ThEATRE ThE CITY AND IRIS ZOO rOXy (VENUE 115) HHHHH
BY THE final week of the Fringe, frazzled reviewers start to develop a sixth sense about certain things: the best place to get a late drink, the best place to get an early drink, exactly how long it takes to sprint from one venue to the next and – most importantly of all – which venues are most likely to deliver surprising, original shows that really get your mental juices flowing.
This year, Zoo Roxy, under the artistic direction of Rupert Thomson, has been a revelation. There’s a palpable sense that the acts here are all concerned with pushing envelopes and exploring big ideas – not in a scrappy, slapdash way, but with impressive levels of professionalism and polish, and with a bright-eyed enthusiasm that’s contagious.
Almost audibly humming with creative energy, this vibrant slice of magical realism from Jacques Lecoq-trained troupe Glass-Eye is no exception. Iris, the young woman at the centre of the story, is a controlfreakish librarian who, after being diagnosed with myopia at a child, has spent the rest of her life hiding from the world behind her thick-rimmed NHs glasses.
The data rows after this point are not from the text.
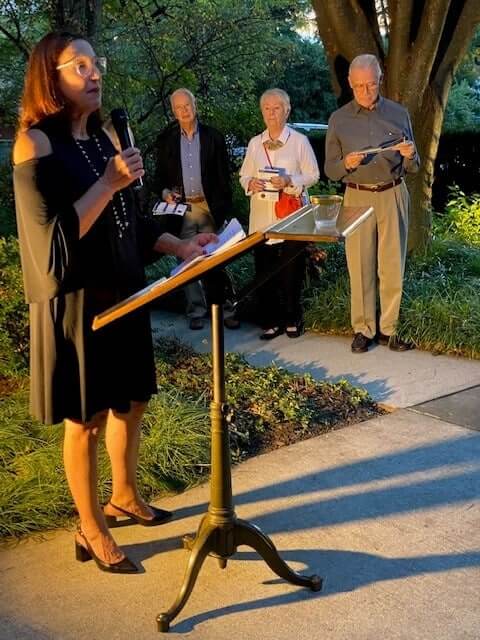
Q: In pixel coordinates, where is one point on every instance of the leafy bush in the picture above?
(272, 408)
(34, 495)
(13, 312)
(440, 306)
(461, 217)
(7, 206)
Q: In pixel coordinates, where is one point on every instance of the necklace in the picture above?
(120, 215)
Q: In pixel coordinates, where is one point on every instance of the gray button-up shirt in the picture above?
(353, 128)
(191, 170)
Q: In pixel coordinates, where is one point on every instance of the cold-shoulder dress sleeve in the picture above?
(48, 229)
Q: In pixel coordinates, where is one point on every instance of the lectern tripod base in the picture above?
(220, 532)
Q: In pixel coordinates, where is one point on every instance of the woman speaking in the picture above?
(83, 248)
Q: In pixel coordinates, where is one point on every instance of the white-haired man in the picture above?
(378, 247)
(192, 158)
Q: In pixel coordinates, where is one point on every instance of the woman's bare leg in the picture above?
(122, 439)
(80, 460)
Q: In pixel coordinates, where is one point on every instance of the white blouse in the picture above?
(295, 156)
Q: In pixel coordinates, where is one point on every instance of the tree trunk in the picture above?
(80, 16)
(426, 43)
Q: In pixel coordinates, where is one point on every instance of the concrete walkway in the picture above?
(388, 512)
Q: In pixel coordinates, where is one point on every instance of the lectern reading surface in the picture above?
(220, 531)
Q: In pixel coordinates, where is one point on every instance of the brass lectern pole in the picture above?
(220, 532)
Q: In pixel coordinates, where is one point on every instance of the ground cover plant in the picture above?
(440, 307)
(271, 408)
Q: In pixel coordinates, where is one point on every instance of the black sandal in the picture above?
(297, 331)
(160, 516)
(271, 333)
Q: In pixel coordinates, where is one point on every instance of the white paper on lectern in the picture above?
(232, 234)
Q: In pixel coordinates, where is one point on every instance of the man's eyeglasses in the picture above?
(369, 86)
(85, 65)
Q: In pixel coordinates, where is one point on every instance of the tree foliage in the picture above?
(420, 44)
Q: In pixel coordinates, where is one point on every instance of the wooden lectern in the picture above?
(220, 532)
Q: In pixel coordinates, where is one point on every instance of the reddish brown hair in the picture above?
(42, 96)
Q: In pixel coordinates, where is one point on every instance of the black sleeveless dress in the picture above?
(75, 371)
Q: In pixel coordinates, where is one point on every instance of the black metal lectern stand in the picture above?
(220, 532)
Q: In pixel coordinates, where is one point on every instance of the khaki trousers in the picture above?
(198, 220)
(377, 250)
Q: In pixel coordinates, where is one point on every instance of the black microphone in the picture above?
(119, 119)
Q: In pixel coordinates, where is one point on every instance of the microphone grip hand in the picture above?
(123, 169)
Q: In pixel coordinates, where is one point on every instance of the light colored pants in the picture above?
(377, 249)
(199, 220)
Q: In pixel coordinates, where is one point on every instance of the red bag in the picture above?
(287, 204)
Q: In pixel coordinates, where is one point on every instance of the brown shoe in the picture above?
(396, 344)
(360, 343)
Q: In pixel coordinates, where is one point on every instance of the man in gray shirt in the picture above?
(378, 247)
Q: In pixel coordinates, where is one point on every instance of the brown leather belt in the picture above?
(375, 188)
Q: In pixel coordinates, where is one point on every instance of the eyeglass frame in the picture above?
(94, 59)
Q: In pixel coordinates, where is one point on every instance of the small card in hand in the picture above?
(161, 208)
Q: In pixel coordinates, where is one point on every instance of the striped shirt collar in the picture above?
(356, 108)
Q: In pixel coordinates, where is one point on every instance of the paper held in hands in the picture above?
(232, 234)
(162, 208)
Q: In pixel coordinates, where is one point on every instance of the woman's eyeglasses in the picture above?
(85, 65)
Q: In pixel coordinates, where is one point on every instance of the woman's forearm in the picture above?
(90, 206)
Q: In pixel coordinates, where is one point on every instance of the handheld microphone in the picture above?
(119, 119)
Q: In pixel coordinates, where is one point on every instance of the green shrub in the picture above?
(13, 312)
(461, 218)
(268, 403)
(7, 207)
(440, 306)
(34, 495)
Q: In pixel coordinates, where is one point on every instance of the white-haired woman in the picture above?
(279, 146)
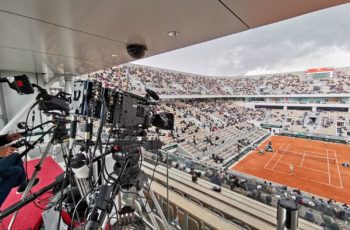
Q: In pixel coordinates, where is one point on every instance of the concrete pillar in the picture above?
(68, 84)
(186, 221)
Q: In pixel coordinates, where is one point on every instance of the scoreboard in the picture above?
(320, 72)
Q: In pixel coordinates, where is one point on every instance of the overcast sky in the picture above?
(319, 39)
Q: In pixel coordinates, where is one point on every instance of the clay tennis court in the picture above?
(316, 166)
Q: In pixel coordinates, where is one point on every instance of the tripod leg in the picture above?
(31, 181)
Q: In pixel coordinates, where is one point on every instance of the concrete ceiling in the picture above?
(73, 37)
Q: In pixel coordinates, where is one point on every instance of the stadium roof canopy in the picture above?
(79, 36)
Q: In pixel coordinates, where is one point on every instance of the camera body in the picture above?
(136, 51)
(122, 109)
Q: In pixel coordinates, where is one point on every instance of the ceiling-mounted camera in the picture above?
(136, 51)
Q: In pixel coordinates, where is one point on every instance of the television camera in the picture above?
(126, 117)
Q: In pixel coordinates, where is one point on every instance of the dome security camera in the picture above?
(136, 51)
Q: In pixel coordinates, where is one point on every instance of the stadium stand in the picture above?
(167, 82)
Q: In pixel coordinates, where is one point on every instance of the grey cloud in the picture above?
(270, 47)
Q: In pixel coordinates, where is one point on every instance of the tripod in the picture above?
(58, 136)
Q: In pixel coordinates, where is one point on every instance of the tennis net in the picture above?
(307, 156)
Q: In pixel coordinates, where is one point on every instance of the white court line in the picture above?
(316, 170)
(329, 172)
(336, 161)
(272, 157)
(307, 153)
(280, 157)
(304, 178)
(302, 161)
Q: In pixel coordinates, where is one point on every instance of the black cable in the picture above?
(76, 206)
(152, 178)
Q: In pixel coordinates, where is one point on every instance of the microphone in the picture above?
(4, 80)
(22, 125)
(152, 94)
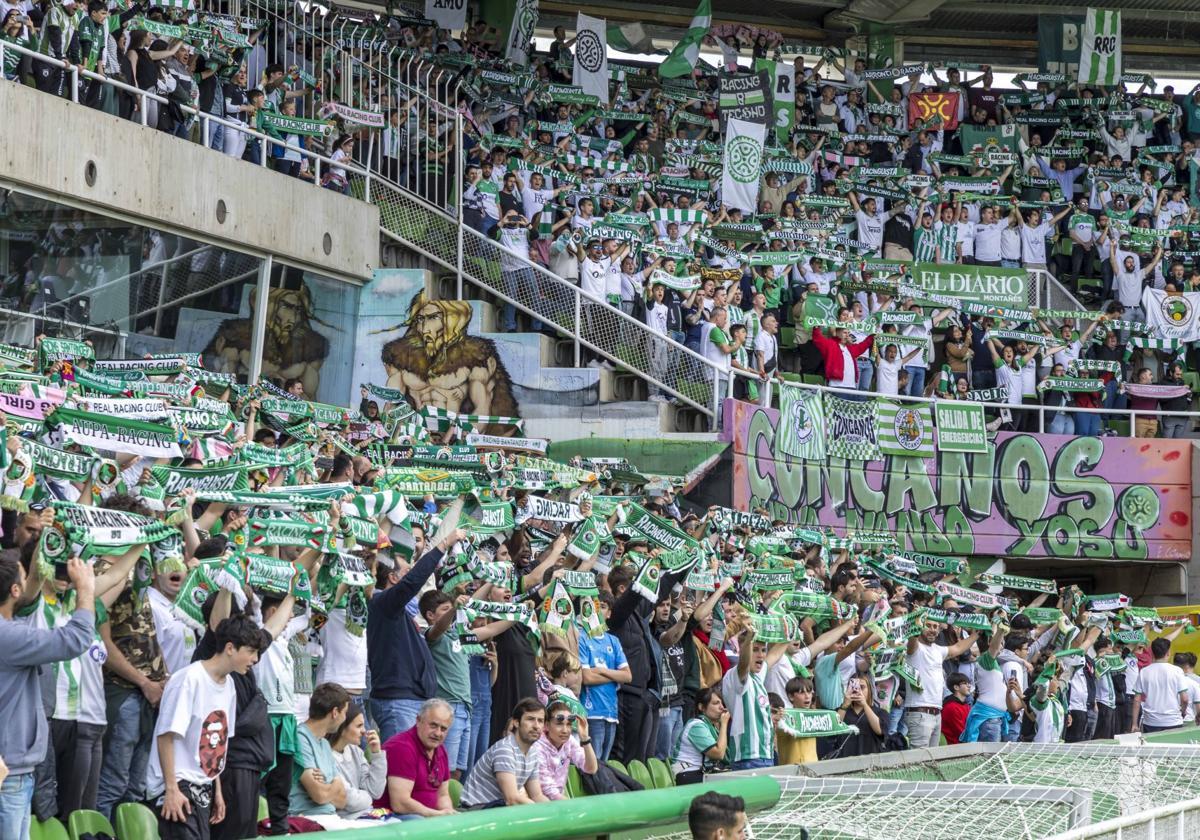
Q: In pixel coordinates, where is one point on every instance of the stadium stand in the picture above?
(231, 609)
Reality, as she experiences it, is played out entirely by six actors. Contorting their bodies with phenomenal ingenuity, they are her bedside table, her radio, the clothes hanging in her wardrobe, the trees in the park, the ducks she refuses to share her crusts with; and, one fine day, they decide it’s time for her to snap out of her self-absorbed existence and engage properly with the things going on all around her.
In keeping with the Lecoq tradition, everything moves in this production – the actors are in perpetual motion and often there’s so much going on at the same time it’s impossible to take it all in.
They even manage to find the time – and the puff – to perform a haunting a cappella soundtrack.
Played straight, it might feel a tad pretentious, but there’s a gently mischievous sense of humour running through the piece that makes it an absolute joy.
Until 30 August. Today 6:25pm.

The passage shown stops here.